Diagnosis of EAS relies on dynamic testing including inferior petrosal sinus sampling (IPSS) and high dose dexamethasone suppression, as well as localizing imaging modalities. IPSS is the gold standard for distinguishing pituitary versus ectopic ACTH sources, especially if MRI of the pituitary reveals an adenoma less than 6 mm in diameter (8). In our case, pituitary MRI revealed an empty sella and clinical presentation was consistent with an ectopic ACTH source. As markedly elevated ACTH levels also point to a diagnosis of EAS (9), we did not pursue IPSS and proceeded to perform a CT of the chest which revealed a 7 cm mediastinal mass.
Empty sella may theoretically have occurred due to pituitary hypoplasia as a result of strong negative glucocorticoid feedback from EAS. However, the presence of an empty sella does not preclude the diagnosis of pituitary Cushing’s disease and appropriate testing should be pursued if the suspicion for a pituitary ACTH source is high (10,11).
The mainstay of treatment for thymic carcinoid tumors is surgical resection (12). Our patient achieved excellent response with video assisted thoracoscopic surgery (VATS), including complete clinical response and no evidence of residual tumor three months after surgery. Comparison of long term outcomes for VATS and median sternotomy in treating thymic carcinoid tumor is lacking, but long term effectiveness has been reported in treatment of early stage thymoma (13). The early favorable therapeutic response of this patient favors the use of VATS as a safe and effective surgical approach by an experienced surgeon, even in the setting of a very large tumor.
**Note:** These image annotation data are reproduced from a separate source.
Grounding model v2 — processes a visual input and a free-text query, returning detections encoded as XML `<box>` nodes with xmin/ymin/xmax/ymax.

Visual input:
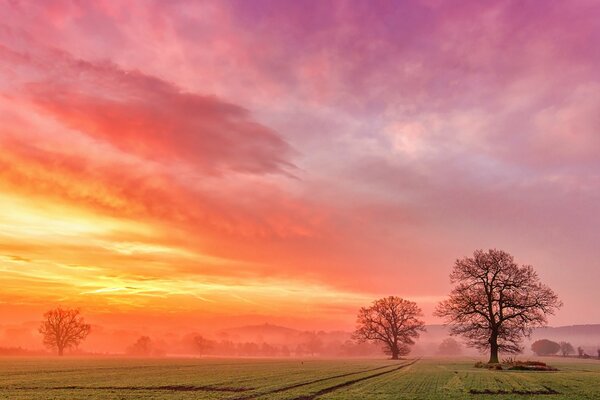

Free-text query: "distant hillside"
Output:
<box><xmin>218</xmin><ymin>323</ymin><xmax>600</xmax><ymax>355</ymax></box>
<box><xmin>532</xmin><ymin>324</ymin><xmax>600</xmax><ymax>347</ymax></box>
<box><xmin>218</xmin><ymin>323</ymin><xmax>301</xmax><ymax>343</ymax></box>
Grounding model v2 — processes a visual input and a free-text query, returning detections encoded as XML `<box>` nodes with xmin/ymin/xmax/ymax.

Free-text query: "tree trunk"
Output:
<box><xmin>488</xmin><ymin>335</ymin><xmax>499</xmax><ymax>364</ymax></box>
<box><xmin>390</xmin><ymin>345</ymin><xmax>400</xmax><ymax>360</ymax></box>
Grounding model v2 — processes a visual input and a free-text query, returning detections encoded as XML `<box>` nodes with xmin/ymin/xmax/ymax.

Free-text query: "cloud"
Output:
<box><xmin>2</xmin><ymin>28</ymin><xmax>291</xmax><ymax>174</ymax></box>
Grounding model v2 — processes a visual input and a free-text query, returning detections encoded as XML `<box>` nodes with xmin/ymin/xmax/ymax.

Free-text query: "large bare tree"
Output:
<box><xmin>435</xmin><ymin>249</ymin><xmax>562</xmax><ymax>363</ymax></box>
<box><xmin>39</xmin><ymin>307</ymin><xmax>90</xmax><ymax>356</ymax></box>
<box><xmin>354</xmin><ymin>296</ymin><xmax>425</xmax><ymax>360</ymax></box>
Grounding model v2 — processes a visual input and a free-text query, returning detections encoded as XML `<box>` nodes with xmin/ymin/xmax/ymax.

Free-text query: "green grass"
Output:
<box><xmin>0</xmin><ymin>358</ymin><xmax>600</xmax><ymax>400</ymax></box>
Pre-operative medical management of Cushing’s syndrome is crucial to prevent life-threatening complications. Treatment options include steroidogenesis inhibitors such as ketoconazole or metyrapone, and glucocorticoid receptor antagonists such as mifepristone, which can be used solely or in combination (14). Molecular targeted therapies studied as a potential therapeutic option include gefitinib targeting epidermal growth factor receptor (EGFR), and R-roscovitine targeting the ACTH secreting tumor (15–17).
Urinary cortisol levels improved markedly shortly after initiation of ketoconazole monotherapy; however, symptoms of hypokalemia and hyperglycemia persisted.
Thymic carcinoid, especially associated with EAS, shows worse prognosis and has a higher chance of recurrence compared to other neuroendocrine tumors (1). Despite the excellent surgical response, our patient remains at high risk for tumor recurrence.
Conclusion
EAS is a rare form of Cushing’s syndrome that can present with suggestive clinical findings and unique endocrine gland associations as presented here. Though medical management is an important temporizing measure, medical monotherapy is seldom effective in disease control. Surgery is the mainstay of treatment and VATS may be a less invasive and preferred approach.